At Paris Fashion Week in September 2023, start-up Humane stunned the tech press with a tiny, screen-less gadget clipped to a jacket lapel: the Ai Pin. The wearable promised voice-first controls, a laser projector that turned any hand into a display, and enough on-device intelligence to live without a phone.
When the finished product finally shipped in April 2024 – at roughly 700$ plus a monthly fee – reviewers found it slow, hot and unreliable. Basic tasks mis-fired, battery life was short, and big claims from Humane’s earlier TED demo simply did not work. Daily customer returns soon outnumbered new sales.
Things worsened that summer: Humane urged owners to stop using the Pin’s charging case because a third-party battery could overheat, then issued a formal recall in October.

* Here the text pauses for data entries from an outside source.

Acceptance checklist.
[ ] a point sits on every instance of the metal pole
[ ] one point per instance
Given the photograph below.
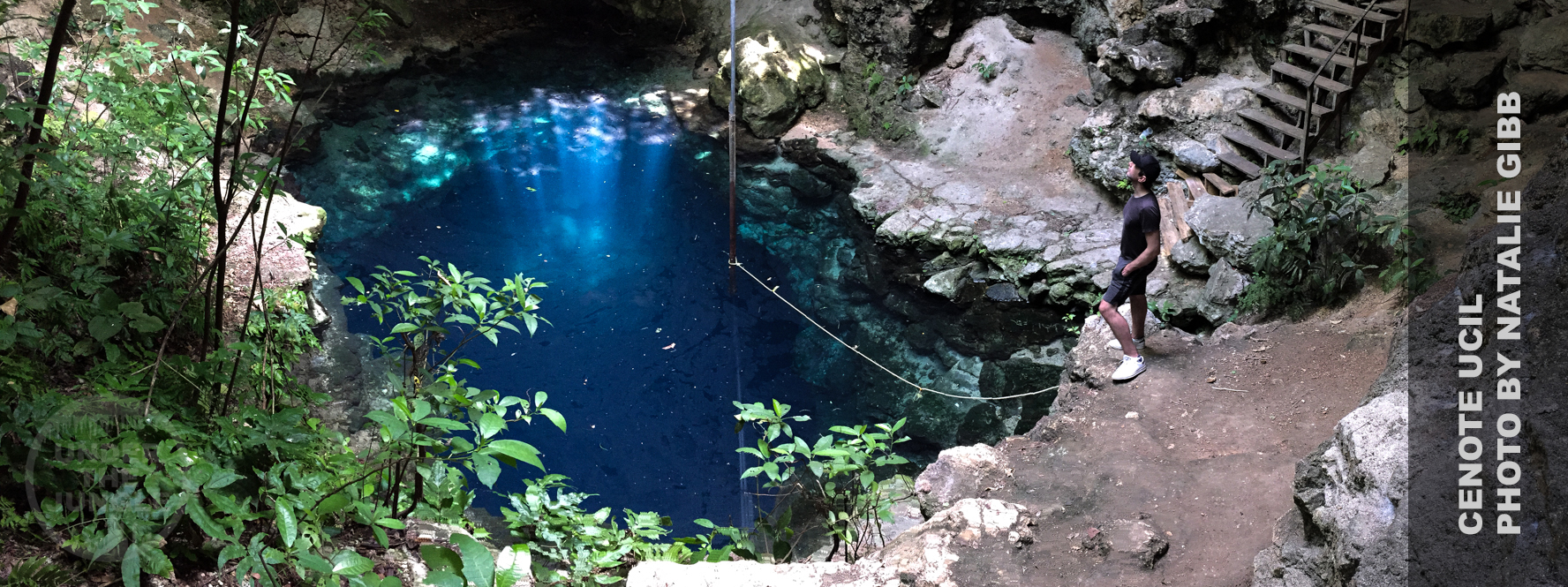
(733, 56)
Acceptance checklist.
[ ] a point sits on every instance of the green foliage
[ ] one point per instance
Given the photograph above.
(582, 548)
(1165, 311)
(1457, 207)
(1435, 139)
(1408, 267)
(36, 572)
(986, 70)
(872, 76)
(836, 476)
(444, 305)
(1323, 231)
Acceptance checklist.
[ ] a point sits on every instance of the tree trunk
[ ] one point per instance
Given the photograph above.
(34, 134)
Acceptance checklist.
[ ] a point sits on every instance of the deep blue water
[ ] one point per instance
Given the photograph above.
(607, 205)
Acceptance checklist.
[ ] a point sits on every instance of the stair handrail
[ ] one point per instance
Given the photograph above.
(1311, 84)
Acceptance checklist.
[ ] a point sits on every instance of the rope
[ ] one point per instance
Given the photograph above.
(919, 389)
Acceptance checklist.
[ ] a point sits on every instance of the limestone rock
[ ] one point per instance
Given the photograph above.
(1190, 256)
(1151, 64)
(750, 573)
(1198, 99)
(947, 282)
(1222, 290)
(1446, 22)
(1226, 226)
(1131, 538)
(1545, 44)
(957, 473)
(899, 34)
(778, 82)
(1466, 80)
(1351, 496)
(969, 544)
(1540, 92)
(1372, 163)
(1195, 157)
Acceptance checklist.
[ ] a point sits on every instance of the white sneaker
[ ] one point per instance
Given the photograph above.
(1117, 344)
(1127, 369)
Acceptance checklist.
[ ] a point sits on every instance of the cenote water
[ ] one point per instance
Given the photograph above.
(626, 220)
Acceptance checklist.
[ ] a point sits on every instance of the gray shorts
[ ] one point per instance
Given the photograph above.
(1125, 286)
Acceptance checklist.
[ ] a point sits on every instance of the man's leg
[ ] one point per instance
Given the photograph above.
(1119, 327)
(1141, 308)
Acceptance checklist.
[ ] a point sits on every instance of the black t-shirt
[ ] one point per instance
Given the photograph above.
(1139, 217)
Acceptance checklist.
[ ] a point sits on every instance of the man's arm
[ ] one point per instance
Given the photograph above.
(1148, 253)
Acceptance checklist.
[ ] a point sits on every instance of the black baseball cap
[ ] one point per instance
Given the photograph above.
(1147, 163)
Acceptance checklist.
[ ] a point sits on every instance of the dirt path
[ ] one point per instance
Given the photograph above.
(1208, 470)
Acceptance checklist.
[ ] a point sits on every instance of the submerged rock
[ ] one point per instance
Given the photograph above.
(1151, 64)
(1192, 256)
(1222, 290)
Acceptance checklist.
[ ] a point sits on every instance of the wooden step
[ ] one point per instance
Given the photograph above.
(1317, 56)
(1218, 184)
(1301, 74)
(1269, 120)
(1261, 147)
(1291, 101)
(1341, 34)
(1240, 163)
(1352, 11)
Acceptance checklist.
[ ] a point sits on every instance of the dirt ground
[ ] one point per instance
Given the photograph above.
(1203, 446)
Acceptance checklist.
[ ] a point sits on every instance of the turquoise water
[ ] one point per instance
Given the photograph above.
(646, 350)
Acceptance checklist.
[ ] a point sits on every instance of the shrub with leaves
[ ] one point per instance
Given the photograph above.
(573, 546)
(836, 476)
(1323, 234)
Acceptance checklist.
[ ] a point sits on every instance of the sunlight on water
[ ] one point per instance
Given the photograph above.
(598, 198)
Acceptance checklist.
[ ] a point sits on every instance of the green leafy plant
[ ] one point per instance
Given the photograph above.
(834, 476)
(1165, 311)
(36, 572)
(472, 565)
(1457, 207)
(579, 546)
(1323, 231)
(986, 70)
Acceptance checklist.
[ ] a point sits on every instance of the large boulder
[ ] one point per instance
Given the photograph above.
(1222, 290)
(1463, 80)
(1545, 44)
(1443, 22)
(903, 35)
(1190, 256)
(1351, 516)
(778, 82)
(1540, 92)
(957, 473)
(1148, 64)
(1226, 226)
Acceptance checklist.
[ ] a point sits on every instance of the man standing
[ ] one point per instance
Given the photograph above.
(1141, 244)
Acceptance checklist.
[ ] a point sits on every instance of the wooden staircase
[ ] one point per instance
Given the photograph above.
(1315, 76)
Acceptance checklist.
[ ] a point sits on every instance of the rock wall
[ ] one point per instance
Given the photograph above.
(1351, 518)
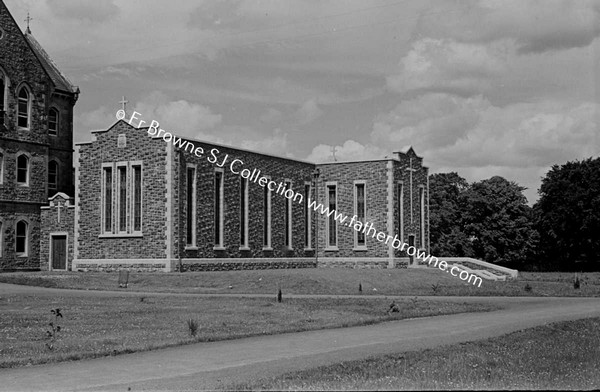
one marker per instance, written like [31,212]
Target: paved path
[218,364]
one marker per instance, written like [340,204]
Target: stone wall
[92,242]
[374,173]
[276,168]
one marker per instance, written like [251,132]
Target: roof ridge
[55,74]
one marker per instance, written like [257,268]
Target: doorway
[58,252]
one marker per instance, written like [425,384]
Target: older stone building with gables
[148,202]
[151,203]
[36,141]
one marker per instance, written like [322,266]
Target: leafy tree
[445,216]
[568,216]
[498,222]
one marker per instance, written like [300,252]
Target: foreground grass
[563,355]
[316,281]
[100,325]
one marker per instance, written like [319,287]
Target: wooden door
[59,252]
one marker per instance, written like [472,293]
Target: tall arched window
[23,107]
[22,239]
[4,82]
[52,175]
[53,122]
[22,170]
[2,88]
[1,167]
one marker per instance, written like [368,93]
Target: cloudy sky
[483,88]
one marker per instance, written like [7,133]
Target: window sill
[121,235]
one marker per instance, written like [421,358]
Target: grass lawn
[561,356]
[317,281]
[95,326]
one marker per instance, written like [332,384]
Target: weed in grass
[192,327]
[52,333]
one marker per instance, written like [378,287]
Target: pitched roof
[61,82]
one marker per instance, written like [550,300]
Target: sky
[482,88]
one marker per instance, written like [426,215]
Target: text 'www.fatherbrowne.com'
[236,167]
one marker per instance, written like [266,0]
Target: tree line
[490,220]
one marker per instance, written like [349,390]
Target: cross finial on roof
[28,19]
[124,103]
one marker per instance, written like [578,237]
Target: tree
[445,215]
[498,222]
[568,215]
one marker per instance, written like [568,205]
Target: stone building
[150,202]
[36,141]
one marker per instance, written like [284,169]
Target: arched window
[1,167]
[22,170]
[53,122]
[23,107]
[2,88]
[22,239]
[52,175]
[4,82]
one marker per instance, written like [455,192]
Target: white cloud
[94,11]
[308,112]
[447,65]
[276,144]
[533,26]
[179,117]
[349,151]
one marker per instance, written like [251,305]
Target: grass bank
[102,325]
[409,282]
[560,356]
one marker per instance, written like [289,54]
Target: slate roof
[61,82]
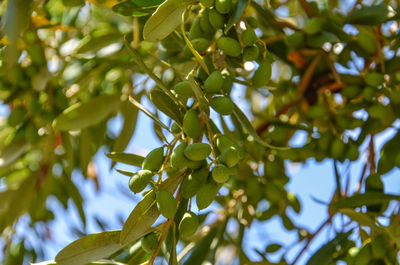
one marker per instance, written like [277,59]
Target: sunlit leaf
[90,248]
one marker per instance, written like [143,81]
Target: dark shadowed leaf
[367,198]
[369,15]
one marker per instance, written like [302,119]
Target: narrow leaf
[201,98]
[83,115]
[130,159]
[166,18]
[239,9]
[250,129]
[127,8]
[148,113]
[368,198]
[369,15]
[146,213]
[130,114]
[323,256]
[165,104]
[90,248]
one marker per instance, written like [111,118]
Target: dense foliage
[330,69]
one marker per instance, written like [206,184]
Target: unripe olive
[367,42]
[154,160]
[374,79]
[217,20]
[363,256]
[252,21]
[206,195]
[214,83]
[149,242]
[189,224]
[313,26]
[179,160]
[250,53]
[230,156]
[248,37]
[223,142]
[200,44]
[197,151]
[184,89]
[139,180]
[16,116]
[229,46]
[205,22]
[195,30]
[191,124]
[337,149]
[379,246]
[221,104]
[166,203]
[221,173]
[262,75]
[223,6]
[295,40]
[228,83]
[207,3]
[192,184]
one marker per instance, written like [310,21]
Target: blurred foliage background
[335,76]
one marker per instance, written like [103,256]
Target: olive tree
[328,69]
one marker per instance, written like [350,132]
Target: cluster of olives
[200,182]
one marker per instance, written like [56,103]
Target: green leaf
[323,256]
[367,198]
[369,15]
[85,152]
[128,8]
[389,151]
[201,249]
[359,217]
[95,43]
[14,202]
[13,151]
[167,17]
[90,248]
[201,98]
[250,129]
[83,115]
[239,9]
[164,103]
[130,114]
[146,213]
[148,113]
[130,159]
[15,20]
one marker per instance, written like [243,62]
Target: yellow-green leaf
[90,248]
[166,18]
[83,115]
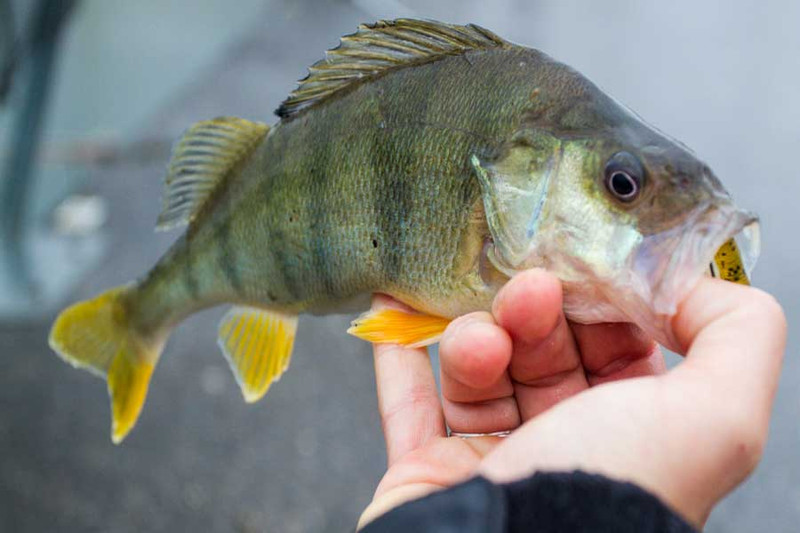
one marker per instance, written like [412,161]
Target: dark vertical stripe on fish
[227,255]
[189,276]
[284,264]
[318,210]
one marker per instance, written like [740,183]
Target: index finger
[408,400]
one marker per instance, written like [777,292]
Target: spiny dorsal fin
[378,48]
[203,157]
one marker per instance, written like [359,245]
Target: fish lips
[666,266]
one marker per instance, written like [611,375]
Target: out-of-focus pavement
[720,76]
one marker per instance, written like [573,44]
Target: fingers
[408,400]
[735,336]
[477,392]
[545,365]
[610,352]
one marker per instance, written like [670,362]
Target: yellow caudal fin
[95,335]
[399,327]
[258,346]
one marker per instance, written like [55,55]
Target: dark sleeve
[544,502]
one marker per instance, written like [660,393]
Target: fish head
[627,218]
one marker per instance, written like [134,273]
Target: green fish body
[422,160]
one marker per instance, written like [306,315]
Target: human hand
[688,436]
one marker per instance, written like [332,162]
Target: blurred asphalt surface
[722,78]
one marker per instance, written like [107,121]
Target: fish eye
[624,176]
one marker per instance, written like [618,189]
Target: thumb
[734,337]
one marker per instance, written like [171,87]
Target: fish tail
[97,335]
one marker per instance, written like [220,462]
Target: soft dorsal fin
[378,48]
[203,157]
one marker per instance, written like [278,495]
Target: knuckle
[745,440]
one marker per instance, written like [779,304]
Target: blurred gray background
[722,76]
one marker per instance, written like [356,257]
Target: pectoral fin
[258,346]
[399,327]
[514,189]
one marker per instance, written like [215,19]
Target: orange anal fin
[399,327]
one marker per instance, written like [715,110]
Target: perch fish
[429,162]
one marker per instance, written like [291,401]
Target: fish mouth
[667,265]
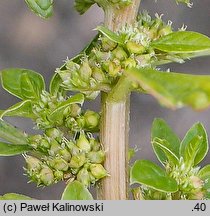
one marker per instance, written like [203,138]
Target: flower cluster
[65,159]
[100,69]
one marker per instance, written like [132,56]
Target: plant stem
[115,118]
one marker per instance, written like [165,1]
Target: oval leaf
[11,150]
[182,42]
[174,90]
[76,191]
[163,153]
[21,109]
[23,83]
[194,146]
[149,174]
[161,130]
[43,8]
[55,115]
[14,196]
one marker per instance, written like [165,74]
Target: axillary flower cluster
[69,148]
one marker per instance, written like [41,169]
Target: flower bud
[96,157]
[55,148]
[113,69]
[95,144]
[59,176]
[98,74]
[83,142]
[84,177]
[98,171]
[53,133]
[196,182]
[46,176]
[91,119]
[135,48]
[33,164]
[107,44]
[65,154]
[59,164]
[77,161]
[129,62]
[85,71]
[120,53]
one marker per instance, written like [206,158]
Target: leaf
[161,130]
[42,8]
[204,174]
[83,5]
[56,114]
[23,83]
[163,152]
[149,174]
[194,146]
[174,90]
[182,42]
[21,109]
[11,150]
[76,191]
[15,196]
[12,134]
[111,35]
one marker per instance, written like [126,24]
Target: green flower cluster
[65,159]
[71,117]
[113,53]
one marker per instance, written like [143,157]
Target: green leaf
[182,42]
[76,191]
[23,83]
[174,90]
[194,146]
[149,174]
[163,152]
[11,150]
[204,174]
[111,35]
[83,5]
[56,114]
[14,196]
[42,8]
[161,130]
[21,109]
[12,134]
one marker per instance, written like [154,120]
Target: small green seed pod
[84,177]
[98,171]
[53,133]
[120,53]
[59,164]
[85,71]
[98,75]
[32,163]
[46,176]
[83,142]
[96,157]
[65,154]
[91,119]
[135,48]
[77,161]
[59,176]
[107,44]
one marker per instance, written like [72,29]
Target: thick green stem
[115,118]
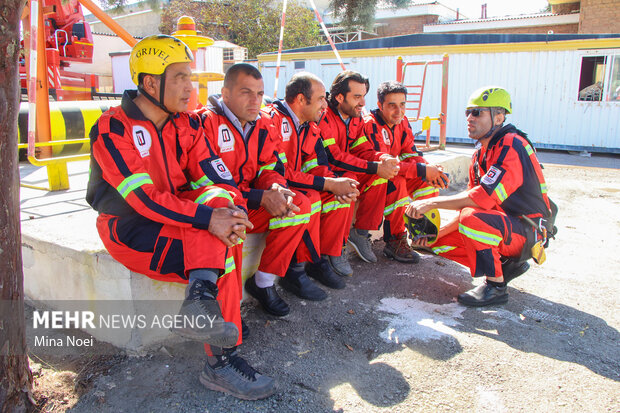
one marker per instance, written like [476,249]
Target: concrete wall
[599,16]
[139,24]
[102,64]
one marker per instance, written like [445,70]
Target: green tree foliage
[361,13]
[254,24]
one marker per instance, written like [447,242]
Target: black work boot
[297,282]
[267,297]
[360,240]
[512,268]
[340,264]
[231,374]
[483,295]
[398,249]
[245,330]
[322,272]
[203,317]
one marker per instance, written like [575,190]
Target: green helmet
[425,227]
[490,97]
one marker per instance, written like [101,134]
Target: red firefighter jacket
[136,168]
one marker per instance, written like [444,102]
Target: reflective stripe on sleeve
[133,182]
[480,236]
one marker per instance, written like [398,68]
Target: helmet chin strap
[493,128]
[160,103]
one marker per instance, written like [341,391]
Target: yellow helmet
[154,54]
[425,227]
[490,97]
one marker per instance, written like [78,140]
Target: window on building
[614,80]
[229,54]
[600,78]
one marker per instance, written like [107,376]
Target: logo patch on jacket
[225,139]
[492,175]
[142,140]
[221,169]
[386,137]
[286,130]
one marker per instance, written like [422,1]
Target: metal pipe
[108,21]
[275,88]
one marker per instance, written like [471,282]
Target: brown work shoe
[399,250]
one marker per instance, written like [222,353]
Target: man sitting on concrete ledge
[167,206]
[388,129]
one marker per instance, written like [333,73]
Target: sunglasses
[475,112]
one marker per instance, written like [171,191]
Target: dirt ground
[395,339]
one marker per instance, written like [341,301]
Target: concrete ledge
[64,259]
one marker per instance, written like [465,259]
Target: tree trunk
[15,375]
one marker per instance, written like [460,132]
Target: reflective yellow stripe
[443,248]
[275,223]
[230,265]
[309,165]
[480,236]
[425,191]
[315,208]
[332,206]
[269,167]
[209,194]
[204,181]
[398,204]
[133,182]
[378,181]
[358,142]
[500,191]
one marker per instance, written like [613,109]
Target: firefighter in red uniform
[166,206]
[389,131]
[308,170]
[352,155]
[247,143]
[492,234]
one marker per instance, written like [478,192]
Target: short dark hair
[300,83]
[247,69]
[340,85]
[391,86]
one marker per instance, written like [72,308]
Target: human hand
[416,209]
[278,201]
[436,177]
[388,167]
[229,224]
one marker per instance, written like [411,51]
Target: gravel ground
[395,339]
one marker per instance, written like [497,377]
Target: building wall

Facing poor demand, the company lowered the Pin’s price and tried to license its CosmOS software to other firms, showing concept videos of the OS running in cars, TVs and speakers. But no partners were announced, and news leaked that Humane was looking to sell itself.
On 18 February 2025, Humane agreed to sell most of its assets, including CosmOS, 300-plus patents and key staff, to HP. The Pin’s cloud servers went dark on 28 February, leaving owners with a badge that can show its own battery level but little else. HP folded the team into a new “HP IQ” lab to explore AI features for future PCs and printers.
The wider industry took note. In May 2025, legendary Apple designer Jony Ive called both the Ai Pin and rival Rabbit R1 “very poor products,” arguing that real innovation demands deeper thinking than voice plus a neural network.